The weakening of EU data protection rules through TiSA goes further than „only“ the financial sector. According to sources close to the negotiations, a draft of the TiSA „Electronic Commerce and Telecommunications Services Annex“ contains provisions that would ban any restrictions on cross-border information flows and localisation requirements for ICT service providers. A provision proposed by US negotiators would rule out any conditions for the transfer of personal data to third countries that are currently in place in EU data protection law. Another provision, again put on the table by US negotiators, would ban requirements to use computing facilities in the respective country.
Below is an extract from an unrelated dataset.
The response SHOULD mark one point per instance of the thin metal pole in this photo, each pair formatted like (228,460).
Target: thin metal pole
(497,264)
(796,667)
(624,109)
Personal data localization as a fundamental right
In the context of Snowden revelations, it has become clear that Europe urgently needs to invest in re-building an independent IT industry, from the hardware level to the applications and services, if it wants to be protected from mass surveillance by the NSA. European public authorities and private companies increasingly insist on localisation provisions when buying computing services in order to ensure that their personal data or their sensitive business information does not end up in shady jurisdictions. This was even underlined by the European Court of Justice in its landmark ruling that repealed the data retention directive in April 2014, where the Court openly criticised the lack of localisation obligations:
[The data retention] directive does not require the data in question to be retained within the European Union, with the result that it cannot be held that the control, explicitly required by Article 8(3) of the Charter, by an independent authority of compliance with the requirements of protection and security (…) is fully ensured. Such a control, carried out on the basis of EU law, is an essential component of the protection of individuals with regard to the processing of personal data.
In plain English: any trade agreement must not prohibit such a preferential treatment of European ICT companies. Or in even simpler English: „Eat this, US Trade Representative.“
It remains to be seen if Europe can maintain and even improve its data protection rules in the face of massive pressure to reach agreement on TTIP and TiSA.